Noteworthy was the fact that the job of administering selective compulsory military service (adopted in 1940) had been decentralized to the states. Governors also discussed the potential burden that some states would experience with respect to sudden concentrations of population associated with new defense industries and military establishments.
Memorable Quotes:
In a letter to the Governors, President Roosevelt expressed thanks that 46 states had established councils of defense, and said: "The days ahead are going to test our energy, our ingenuity and our statesmanship, and I know from past experience with your organization that America can depend upon the states to do their full part."
Governor Herbert H. Lehman of New York said that: "The German conception of the master race, preordained to rule the entire world, [had been] looked upon as a fantastic notion which it was safe to disregard...Yet we have been shaken out of our apathy...We know now beyond doubt that Hitler is bent on total world conquest.
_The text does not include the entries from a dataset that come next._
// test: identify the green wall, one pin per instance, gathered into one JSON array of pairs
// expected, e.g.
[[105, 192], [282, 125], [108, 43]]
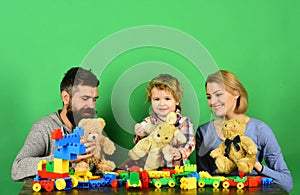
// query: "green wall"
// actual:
[[40, 40]]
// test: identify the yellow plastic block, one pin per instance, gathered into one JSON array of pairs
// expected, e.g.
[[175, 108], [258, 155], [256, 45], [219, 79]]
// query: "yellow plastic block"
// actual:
[[41, 163], [61, 166]]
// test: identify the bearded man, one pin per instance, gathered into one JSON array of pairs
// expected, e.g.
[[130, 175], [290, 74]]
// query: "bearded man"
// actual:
[[79, 92]]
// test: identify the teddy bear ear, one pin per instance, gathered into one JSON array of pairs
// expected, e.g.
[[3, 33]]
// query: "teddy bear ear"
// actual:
[[171, 118], [102, 122]]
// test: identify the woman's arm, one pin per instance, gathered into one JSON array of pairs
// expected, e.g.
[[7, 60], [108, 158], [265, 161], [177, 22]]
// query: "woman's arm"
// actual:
[[276, 166]]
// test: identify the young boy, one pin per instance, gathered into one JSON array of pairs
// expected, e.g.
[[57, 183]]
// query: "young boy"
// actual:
[[165, 93]]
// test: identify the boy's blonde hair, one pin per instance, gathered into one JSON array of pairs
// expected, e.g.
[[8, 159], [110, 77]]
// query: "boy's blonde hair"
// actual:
[[231, 84], [168, 83]]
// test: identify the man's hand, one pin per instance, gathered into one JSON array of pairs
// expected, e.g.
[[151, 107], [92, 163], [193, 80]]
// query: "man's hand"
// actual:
[[90, 147]]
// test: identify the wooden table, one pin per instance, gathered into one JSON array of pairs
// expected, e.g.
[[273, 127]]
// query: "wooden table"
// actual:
[[269, 190]]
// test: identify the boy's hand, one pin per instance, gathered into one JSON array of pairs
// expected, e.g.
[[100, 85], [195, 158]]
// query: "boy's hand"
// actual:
[[139, 130]]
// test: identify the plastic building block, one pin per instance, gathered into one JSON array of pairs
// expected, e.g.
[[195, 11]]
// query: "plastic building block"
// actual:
[[188, 167], [116, 183], [188, 183], [61, 166]]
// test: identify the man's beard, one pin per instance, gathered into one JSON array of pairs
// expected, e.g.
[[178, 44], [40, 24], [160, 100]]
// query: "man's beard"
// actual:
[[75, 116]]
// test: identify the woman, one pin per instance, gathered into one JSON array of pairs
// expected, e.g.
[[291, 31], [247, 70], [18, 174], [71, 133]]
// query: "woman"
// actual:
[[228, 99]]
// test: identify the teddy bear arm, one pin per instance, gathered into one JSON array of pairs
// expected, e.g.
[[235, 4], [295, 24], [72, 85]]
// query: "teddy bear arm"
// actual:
[[180, 137], [248, 145], [219, 151], [140, 149], [108, 145]]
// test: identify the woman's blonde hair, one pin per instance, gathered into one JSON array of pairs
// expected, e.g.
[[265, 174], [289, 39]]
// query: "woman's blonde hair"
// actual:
[[168, 83], [231, 84]]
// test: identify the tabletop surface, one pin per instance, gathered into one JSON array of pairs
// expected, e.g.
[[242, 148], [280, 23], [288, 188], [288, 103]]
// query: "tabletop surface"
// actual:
[[271, 190]]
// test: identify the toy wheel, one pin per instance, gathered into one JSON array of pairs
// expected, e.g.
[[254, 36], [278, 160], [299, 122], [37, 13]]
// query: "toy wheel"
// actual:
[[171, 183], [49, 187], [201, 184], [141, 186], [74, 181], [226, 184], [60, 184], [157, 184], [36, 187], [216, 184], [183, 186], [240, 185]]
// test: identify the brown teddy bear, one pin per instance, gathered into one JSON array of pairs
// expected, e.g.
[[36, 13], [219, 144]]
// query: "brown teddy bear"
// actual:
[[93, 128], [237, 151], [157, 144]]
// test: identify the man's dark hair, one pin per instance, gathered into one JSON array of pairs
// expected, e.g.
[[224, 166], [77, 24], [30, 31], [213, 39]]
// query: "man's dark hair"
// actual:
[[78, 76]]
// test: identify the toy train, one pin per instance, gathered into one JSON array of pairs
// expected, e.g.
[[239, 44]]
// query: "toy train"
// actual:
[[56, 175]]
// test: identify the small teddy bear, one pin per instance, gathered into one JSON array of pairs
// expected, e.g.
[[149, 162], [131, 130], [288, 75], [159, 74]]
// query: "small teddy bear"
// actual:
[[157, 144], [237, 151], [93, 128]]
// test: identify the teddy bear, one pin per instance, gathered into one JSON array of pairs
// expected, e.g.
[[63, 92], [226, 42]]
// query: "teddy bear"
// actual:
[[237, 151], [93, 128], [157, 143]]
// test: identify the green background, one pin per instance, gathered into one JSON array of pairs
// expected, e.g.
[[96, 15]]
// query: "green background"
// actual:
[[40, 40]]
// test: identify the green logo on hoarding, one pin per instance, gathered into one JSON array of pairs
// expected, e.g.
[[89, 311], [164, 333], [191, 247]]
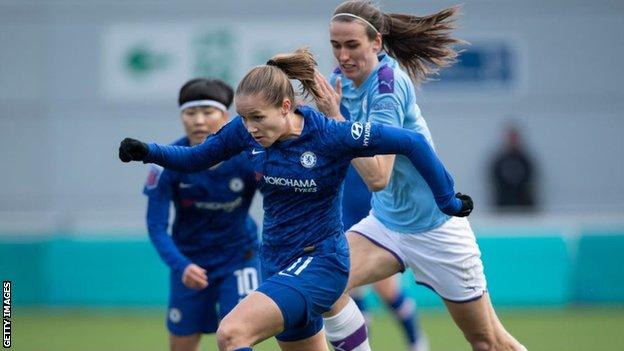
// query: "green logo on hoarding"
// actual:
[[214, 55], [141, 61]]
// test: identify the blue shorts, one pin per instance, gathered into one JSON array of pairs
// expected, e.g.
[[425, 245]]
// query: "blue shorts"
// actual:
[[308, 286], [199, 311]]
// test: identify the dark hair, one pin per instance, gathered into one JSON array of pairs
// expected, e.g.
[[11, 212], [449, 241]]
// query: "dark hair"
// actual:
[[273, 79], [421, 45], [206, 89]]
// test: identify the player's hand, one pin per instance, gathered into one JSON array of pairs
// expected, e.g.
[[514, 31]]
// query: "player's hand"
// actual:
[[132, 150], [329, 101], [194, 277], [467, 205]]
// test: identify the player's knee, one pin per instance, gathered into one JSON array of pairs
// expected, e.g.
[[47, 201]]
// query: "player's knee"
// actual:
[[230, 335], [482, 341]]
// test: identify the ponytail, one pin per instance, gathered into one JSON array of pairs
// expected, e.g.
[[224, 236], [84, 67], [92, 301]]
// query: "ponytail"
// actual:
[[421, 45], [273, 79]]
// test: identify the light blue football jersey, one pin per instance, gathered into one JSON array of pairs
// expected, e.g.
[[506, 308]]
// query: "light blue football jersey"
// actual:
[[388, 96]]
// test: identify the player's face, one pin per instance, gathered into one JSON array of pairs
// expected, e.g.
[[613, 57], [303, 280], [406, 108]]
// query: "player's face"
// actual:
[[202, 121], [355, 52], [264, 122]]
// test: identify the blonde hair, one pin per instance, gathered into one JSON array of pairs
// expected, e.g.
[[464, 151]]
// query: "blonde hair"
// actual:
[[272, 80]]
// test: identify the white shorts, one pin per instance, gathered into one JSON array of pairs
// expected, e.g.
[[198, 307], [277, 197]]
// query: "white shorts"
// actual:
[[446, 259]]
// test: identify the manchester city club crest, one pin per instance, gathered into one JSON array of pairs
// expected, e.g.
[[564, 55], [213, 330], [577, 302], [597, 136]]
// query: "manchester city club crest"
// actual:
[[236, 184], [308, 159]]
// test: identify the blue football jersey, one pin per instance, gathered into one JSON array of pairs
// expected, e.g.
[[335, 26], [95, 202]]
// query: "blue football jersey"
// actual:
[[301, 178], [211, 211], [356, 199], [388, 96]]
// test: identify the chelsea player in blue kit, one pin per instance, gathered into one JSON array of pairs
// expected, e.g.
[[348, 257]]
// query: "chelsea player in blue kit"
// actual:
[[212, 252], [300, 158], [405, 226]]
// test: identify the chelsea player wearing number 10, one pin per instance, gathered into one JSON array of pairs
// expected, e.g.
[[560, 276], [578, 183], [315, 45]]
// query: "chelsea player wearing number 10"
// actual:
[[300, 158], [212, 252]]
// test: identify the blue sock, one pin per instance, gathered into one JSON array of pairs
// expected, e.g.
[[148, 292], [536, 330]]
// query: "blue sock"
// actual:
[[405, 311]]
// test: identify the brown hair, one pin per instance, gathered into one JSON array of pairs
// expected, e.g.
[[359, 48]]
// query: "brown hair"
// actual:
[[421, 45], [273, 79]]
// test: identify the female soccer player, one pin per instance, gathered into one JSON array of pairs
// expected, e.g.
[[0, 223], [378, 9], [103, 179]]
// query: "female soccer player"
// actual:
[[300, 158], [212, 252], [355, 207], [405, 227]]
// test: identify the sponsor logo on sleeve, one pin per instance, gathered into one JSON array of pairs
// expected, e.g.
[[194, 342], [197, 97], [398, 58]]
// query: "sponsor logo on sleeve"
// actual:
[[367, 129], [356, 130], [384, 105], [153, 177]]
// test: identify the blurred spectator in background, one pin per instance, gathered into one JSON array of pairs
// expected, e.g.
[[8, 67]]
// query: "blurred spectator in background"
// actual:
[[513, 175]]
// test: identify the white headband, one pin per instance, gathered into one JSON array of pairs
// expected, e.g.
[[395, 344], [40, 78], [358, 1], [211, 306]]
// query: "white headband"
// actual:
[[355, 16], [197, 103]]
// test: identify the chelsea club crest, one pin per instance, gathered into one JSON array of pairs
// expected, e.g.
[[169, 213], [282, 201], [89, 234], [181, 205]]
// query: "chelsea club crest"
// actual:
[[236, 184], [308, 159]]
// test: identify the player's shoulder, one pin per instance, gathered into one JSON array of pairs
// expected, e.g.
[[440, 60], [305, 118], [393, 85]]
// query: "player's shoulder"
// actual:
[[390, 78]]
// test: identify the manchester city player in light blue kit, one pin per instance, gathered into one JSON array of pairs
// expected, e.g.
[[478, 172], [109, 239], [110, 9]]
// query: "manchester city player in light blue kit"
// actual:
[[355, 207], [380, 57], [212, 252], [300, 158]]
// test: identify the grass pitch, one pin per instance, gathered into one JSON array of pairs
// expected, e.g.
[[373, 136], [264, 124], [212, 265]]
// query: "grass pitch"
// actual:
[[57, 329]]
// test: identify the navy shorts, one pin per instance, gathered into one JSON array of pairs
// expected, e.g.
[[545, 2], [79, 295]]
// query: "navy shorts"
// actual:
[[199, 311], [308, 286]]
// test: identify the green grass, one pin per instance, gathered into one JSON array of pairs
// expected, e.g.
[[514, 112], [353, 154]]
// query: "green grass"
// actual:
[[60, 329]]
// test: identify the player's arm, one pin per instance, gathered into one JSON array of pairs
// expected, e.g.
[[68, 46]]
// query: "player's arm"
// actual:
[[188, 159], [158, 192], [158, 202], [378, 139]]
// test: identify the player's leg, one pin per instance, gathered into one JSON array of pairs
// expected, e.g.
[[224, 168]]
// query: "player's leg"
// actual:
[[374, 256], [256, 318], [237, 284], [480, 325], [358, 295], [404, 310], [447, 259], [191, 312], [291, 301], [316, 342]]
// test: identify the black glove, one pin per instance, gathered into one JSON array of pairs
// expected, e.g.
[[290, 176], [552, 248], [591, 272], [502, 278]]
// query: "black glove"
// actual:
[[132, 150], [467, 205]]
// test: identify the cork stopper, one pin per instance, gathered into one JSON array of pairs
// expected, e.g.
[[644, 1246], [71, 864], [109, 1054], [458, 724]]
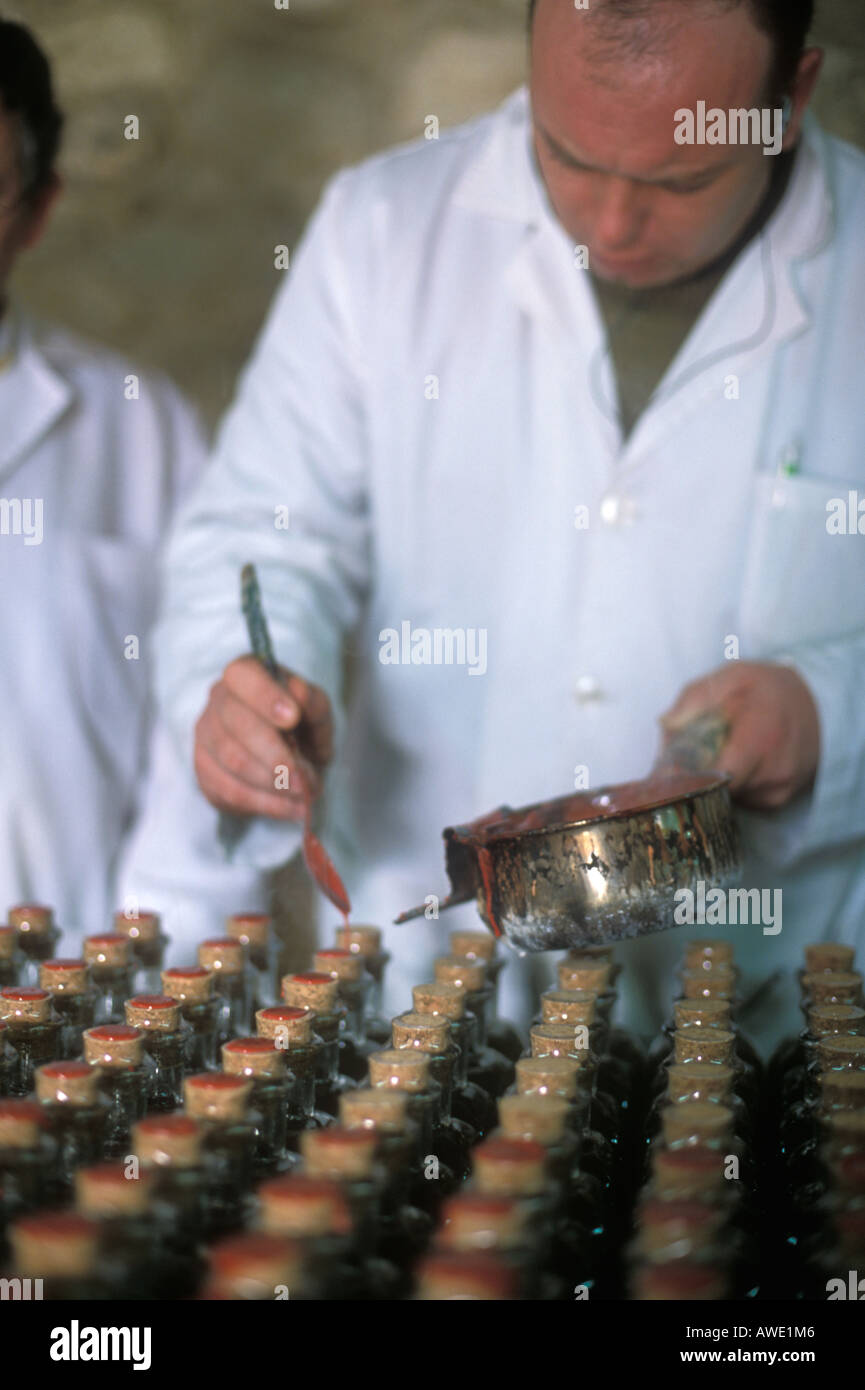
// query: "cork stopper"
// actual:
[[213, 1096], [365, 941], [584, 972], [374, 1108], [255, 1265], [253, 1057], [67, 1083], [423, 1032], [680, 1280], [440, 997], [9, 943], [138, 926], [167, 1141], [113, 1045], [251, 929], [708, 954], [828, 1019], [559, 1040], [470, 1221], [21, 1123], [53, 1246], [473, 945], [701, 1014], [833, 987], [399, 1069], [303, 1205], [338, 1154], [697, 1122], [465, 1276], [285, 1025], [109, 950], [344, 966], [469, 973], [689, 1173], [109, 1190], [700, 1082], [221, 955], [576, 1007], [540, 1118], [22, 1004], [153, 1012], [188, 984], [313, 990], [64, 976], [829, 955], [708, 984], [844, 1090], [509, 1168], [842, 1050], [547, 1076], [698, 1044], [31, 918]]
We must now face the fact that what appeared to us the fanciful dream of a diseased mind can yet be translated into stark reality unless an aroused and an awakened America proclaims in unmistakable terms, 'This shall not be!'" Selected Resolutions Adopted: (1) Approving of the President's policy of warning the American people of their present danger, and reaffirming their offer and intent to cooperate with the program to preserve the freedom of men and the institutions of free men; and (2) urging that all matters in connection with civilian defense in the states be taken up with the Governors or their designated defense organizations, and that relations with local officials and private organizations be channeled through the states.